Les conchyliculteurs seront le fil rouge de son intervention car ils sont « la vigie du quotidien ». Et : “Cela pourrait être la crise de trop ; des entreprises n’y survivront pas. L’enchainement des crises a fragilisé les trésoreries, réduit la capacité d’autofinancement et les premiers retours de la profession sont inquiétants. On parle d’une filière avec 2 000 emplois et 400 entreprises. C’est aussi un patrimoine attractif. » Eutrophisation de la lagune, crises sanitaires : « Cela interroge la capacité d’accueillir des productions. Cette crise est le symbole d’autres enjeux.” Le plan d’urgence à 20 M€ ? Comme son nom l’indique, il n’y suffira pas. “Il est loin de répondre aux enjeux.” La crise de la conch’ est à la croisée de beaucoup d’autres enjeux.

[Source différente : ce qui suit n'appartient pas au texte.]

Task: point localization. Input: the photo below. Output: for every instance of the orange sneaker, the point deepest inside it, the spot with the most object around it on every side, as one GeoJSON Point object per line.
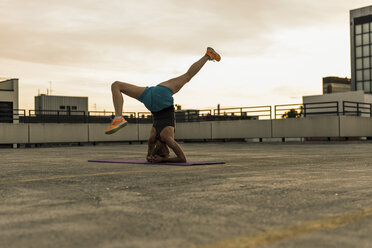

“C’est dans ces moments de crise qu’il faut préparer l’avenir”, alors que cela n’avait pas été forcément fait avant sa présidence il y a dix mois. Sur l’économie, même méthode : “Il faut le faire dans la coopération.” L’agence de développement Blue est évidemment associée à cette entreprise. « Il faut aller chercher des entreprises avec une agence qui doit aller au-delà de nos frontières. Et le faire en utilisant le maximum existant et en limitant les extensions. Ce sont les objectifs que nous nous sommes fixés dans la révision du Scot » qui avait été retoqué par l’Etat.
70 hectares de foncier pour l’économie locale

ÉCONOMIE. Il s’agit de 70 hectares de foncier dévolus à l’économie du territoire, dont 11 hectares à Frontignan avec le site ExxonMobil ; 15 hectares avec Timac Agro ; 5 hectares sur Lafarge ; 5 hectares à Poussan ; autant à Gigean, etc. “Notre stratégie vise à positionner, c’est une nouveauté : tel type d’activité à tel endroit.”
Avec des entreprises engagées dans l’économie bleue – autour de la mer et de l’étang -, notamment sur le parc aquatechnique de Sète. Loïc Linarès a la volonté de tisser une collaboration avec Port sud de France ; l’agglo n’y avait jamais investi et cette ère-là doit s’ouvrir. Tout le monde doit être gagnant-gagnant avec des stratégies partagées.” D’abord, parce “qu’aucun des partenaires n’a les capacités d’investissement d’avant.”
Coopération en faveur du quotidien
COOPÉRATION. La collaboration, comme il dit et comme Loïc Linarès l’a théorisé dans Dis-Leur, doit inclure la métropole de Montpellier. « Je discute avec Michaël Delafosse, maire de Montpellier, Sébastien Frey, d’Agde, et Jean-François Soto, maire de Gignac également sur le sujet des mobilités, par exemple ; on peut le faire sur l’accès à des équipements publics ; je pense à Marseillan qui est davantage tournée vers Agde. L’idée est, par exemple, de permettre aux Marseillanais d’accéder aux équipements publics de Sète Agglopole. On ne va pas leur construire une médiathèque ou une piscine que pour eux. On prévoir la même chose avec le parc de Bessilles, du département. Cette coopération doit se faire au niveau économique mais aussi pour le quotidien.“
Logement : “Travailler au maximum sur l’existant”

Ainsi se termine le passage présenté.